An application of Bayes theorem with an example
A catalyst producer produces a device for testing defects in a certain electrocatalyst (EC). The catalyst producer claims that the test is 97% reliable if the EC is defective and 99% reliable when it is flawless. However, 4% of said EC may be expected to be defective upon delivery. Bayes rule is applied to ascertain the true reliability of the device. The basic event sets are
A : the EC is defective; A’: the EC is flawless; B: the EC is tested to be defective; B’: the EC is tested to be flawless.
The probabilities would be
B/A: EC is (known to be) defective, and tested defective, P(B/A) = 0.97,
B’/A: EC is (known to be) defective, but tested flawless, P(B’/A)=1P(B/A)=0.03,
B/A’: EC is (known to be) defective, but tested defective, P(B/A’) = 1 P(B’/A’)=0.01
B’/A: = EC is (known to be) flawless, and tested flawless P(B’/A’) = 0.99
The probabilities calculated by Bayes theorem are:
The probability of computation shows that there is a high possibility of rejecting flawless EC’s (about 20%) and a low possibility of identifying defective EC’s (about 80%).
Conclusion
One of the most striking features of a Bayes theorem is that from a few probability ratios, a huge amount of information can be obtained. With the means of likelihood, the probability of a prior event can get transformed to the posterior probability. The approaches of the Bayes theorem can be applied in areas of statistics, epistemology, and inductive logic.

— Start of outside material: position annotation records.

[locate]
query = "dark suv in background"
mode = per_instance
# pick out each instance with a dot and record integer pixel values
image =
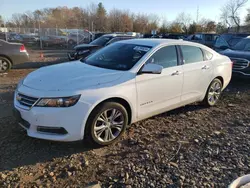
(240, 56)
(207, 39)
(228, 40)
(83, 50)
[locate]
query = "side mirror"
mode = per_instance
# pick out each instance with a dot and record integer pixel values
(151, 69)
(223, 47)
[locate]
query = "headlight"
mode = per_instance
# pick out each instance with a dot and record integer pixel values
(20, 83)
(58, 102)
(83, 52)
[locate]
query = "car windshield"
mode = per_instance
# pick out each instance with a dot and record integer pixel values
(118, 56)
(101, 41)
(243, 45)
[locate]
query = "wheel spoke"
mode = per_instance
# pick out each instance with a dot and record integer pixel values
(108, 125)
(103, 117)
(211, 99)
(99, 130)
(111, 136)
(115, 114)
(106, 135)
(117, 125)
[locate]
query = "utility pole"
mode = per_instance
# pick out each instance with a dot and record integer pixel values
(197, 14)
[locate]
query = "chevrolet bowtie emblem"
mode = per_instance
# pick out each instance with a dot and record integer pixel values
(18, 97)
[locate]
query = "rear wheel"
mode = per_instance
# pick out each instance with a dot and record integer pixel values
(5, 64)
(213, 93)
(107, 123)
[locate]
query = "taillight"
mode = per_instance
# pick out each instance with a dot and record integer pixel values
(22, 49)
(232, 63)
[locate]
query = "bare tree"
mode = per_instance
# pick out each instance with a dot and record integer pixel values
(184, 20)
(247, 18)
(1, 21)
(230, 12)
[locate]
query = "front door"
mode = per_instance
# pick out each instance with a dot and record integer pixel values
(197, 73)
(157, 93)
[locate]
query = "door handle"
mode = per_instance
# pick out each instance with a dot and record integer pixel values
(176, 73)
(205, 67)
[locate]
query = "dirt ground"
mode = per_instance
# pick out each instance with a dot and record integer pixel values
(192, 146)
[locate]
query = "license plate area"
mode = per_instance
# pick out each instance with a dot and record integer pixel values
(20, 120)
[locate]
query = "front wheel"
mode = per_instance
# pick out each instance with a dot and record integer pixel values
(5, 64)
(213, 93)
(106, 123)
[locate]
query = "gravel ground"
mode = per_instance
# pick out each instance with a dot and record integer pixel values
(192, 146)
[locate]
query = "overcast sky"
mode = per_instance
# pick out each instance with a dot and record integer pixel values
(163, 8)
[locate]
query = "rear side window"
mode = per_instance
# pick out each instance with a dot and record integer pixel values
(207, 55)
(191, 54)
(166, 57)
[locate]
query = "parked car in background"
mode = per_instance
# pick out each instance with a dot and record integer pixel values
(2, 36)
(174, 36)
(97, 35)
(77, 38)
(240, 56)
(24, 39)
(207, 39)
(53, 41)
(128, 81)
(11, 54)
(228, 40)
(83, 50)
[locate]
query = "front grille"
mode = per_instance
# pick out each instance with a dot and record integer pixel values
(239, 64)
(26, 100)
(52, 130)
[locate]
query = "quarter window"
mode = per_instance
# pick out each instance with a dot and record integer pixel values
(207, 55)
(191, 54)
(166, 57)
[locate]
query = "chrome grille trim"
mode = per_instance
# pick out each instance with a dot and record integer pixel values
(26, 100)
(239, 63)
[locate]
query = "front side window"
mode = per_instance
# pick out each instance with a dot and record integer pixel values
(197, 37)
(243, 45)
(166, 57)
(220, 42)
(191, 54)
(117, 56)
(101, 41)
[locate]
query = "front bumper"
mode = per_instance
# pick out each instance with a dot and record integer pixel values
(23, 57)
(71, 119)
(243, 72)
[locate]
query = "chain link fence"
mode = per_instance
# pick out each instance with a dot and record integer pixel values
(47, 38)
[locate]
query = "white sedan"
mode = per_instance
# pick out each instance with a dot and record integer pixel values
(128, 81)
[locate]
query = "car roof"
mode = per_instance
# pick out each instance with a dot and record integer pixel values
(157, 42)
(117, 35)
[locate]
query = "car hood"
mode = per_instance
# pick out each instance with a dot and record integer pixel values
(70, 76)
(85, 46)
(236, 54)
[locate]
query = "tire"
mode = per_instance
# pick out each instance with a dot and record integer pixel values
(213, 93)
(71, 43)
(100, 128)
(5, 64)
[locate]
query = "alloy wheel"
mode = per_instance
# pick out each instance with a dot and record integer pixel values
(109, 125)
(4, 65)
(214, 92)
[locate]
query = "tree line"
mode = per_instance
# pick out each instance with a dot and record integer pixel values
(95, 17)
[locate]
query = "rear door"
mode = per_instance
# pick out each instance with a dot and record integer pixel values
(197, 70)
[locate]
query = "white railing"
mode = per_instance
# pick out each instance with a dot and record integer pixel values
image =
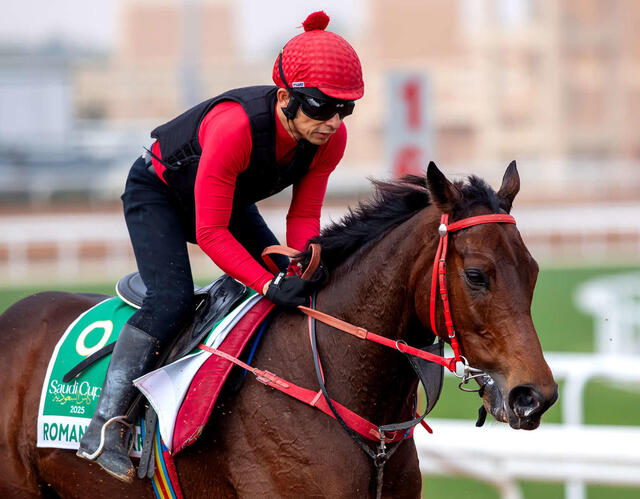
(570, 452)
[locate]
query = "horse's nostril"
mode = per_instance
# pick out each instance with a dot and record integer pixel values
(524, 401)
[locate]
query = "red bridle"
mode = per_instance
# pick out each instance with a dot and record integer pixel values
(440, 270)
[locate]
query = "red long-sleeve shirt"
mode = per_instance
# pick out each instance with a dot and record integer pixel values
(225, 138)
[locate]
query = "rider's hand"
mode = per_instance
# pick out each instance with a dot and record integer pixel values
(291, 291)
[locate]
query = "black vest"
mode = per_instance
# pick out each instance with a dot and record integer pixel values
(181, 152)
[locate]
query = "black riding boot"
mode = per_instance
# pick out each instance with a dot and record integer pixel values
(135, 354)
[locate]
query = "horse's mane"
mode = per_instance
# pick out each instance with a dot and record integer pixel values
(392, 203)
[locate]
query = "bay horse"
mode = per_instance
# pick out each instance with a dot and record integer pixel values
(261, 443)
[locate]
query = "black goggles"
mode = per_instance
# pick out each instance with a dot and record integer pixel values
(321, 109)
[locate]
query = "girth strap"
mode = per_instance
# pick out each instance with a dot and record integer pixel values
(310, 397)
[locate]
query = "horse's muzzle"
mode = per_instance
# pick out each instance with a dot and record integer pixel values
(524, 408)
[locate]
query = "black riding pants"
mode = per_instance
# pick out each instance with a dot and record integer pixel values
(159, 243)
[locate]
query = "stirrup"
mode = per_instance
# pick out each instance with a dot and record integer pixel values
(98, 451)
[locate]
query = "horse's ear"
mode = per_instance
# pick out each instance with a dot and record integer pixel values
(510, 187)
(444, 194)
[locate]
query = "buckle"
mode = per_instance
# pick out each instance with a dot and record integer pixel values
(268, 378)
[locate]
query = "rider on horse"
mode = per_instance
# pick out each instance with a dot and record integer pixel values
(199, 183)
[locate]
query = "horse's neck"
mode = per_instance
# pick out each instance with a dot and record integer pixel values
(373, 290)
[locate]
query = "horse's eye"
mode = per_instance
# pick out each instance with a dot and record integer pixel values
(476, 278)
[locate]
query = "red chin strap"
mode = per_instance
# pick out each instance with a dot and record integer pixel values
(440, 270)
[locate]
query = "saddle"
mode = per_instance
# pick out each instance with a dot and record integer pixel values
(212, 303)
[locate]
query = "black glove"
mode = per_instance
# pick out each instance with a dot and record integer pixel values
(291, 291)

If you’re interested to learn more about Bayes Theorem, AI and machine learning, check out IIITB & upGrad’s Executive PG Program in Machine Learning & AI which is designed for working professionals and offers 450+ hours of rigorous training, 30+ case studies & assignments, IIITB Alumni status, 5+ practical handson capstone projects & job assistance with top firms.
What is the hypothesis in machine learning?
In the broadest sense, a hypothesis is any idea or proposition that is to be tested. Hypothesis is a guess. Machine learning is a science of making sense of data, especially data that is too complex for humans and is often characterized by seemingly randomness. When machine learning is being used, a Hypothesis is a set of instructions that the machine uses to analyze a certain data set and look for the patterns that can help us make predictions or decisions. Using machine learning, we are able to make predictions or decisions with the help of algorithms.
What is the most general hypothesis in machine learning?
Most general hypothesis in machine learning is that there is no understanding of the data. Notations and models are just representations of that data, and that data is a complex system. So, it is not possible to have a complete and general understanding of the data. The only way to learn anything about the data is to use it and see how the predictions change with the data. The general hypothesis is that models are only useful in the domains they have been created to work in, and have no general application to realworld phenomena. The general hypothesis is that the data is unique and the process of learning is unique to each problem.
Why must a hypothesis be measurable?
A hypothesis is measurable when a number can be assigned to the qualitative or quantitative variable. This can be done by making an observation or by performing an experiment. For example, if a salesman is trying to sell a product, a hypothesis would be to sell the product to a customer. This hypothesis is measurable if the number of sales is measured in a day or week.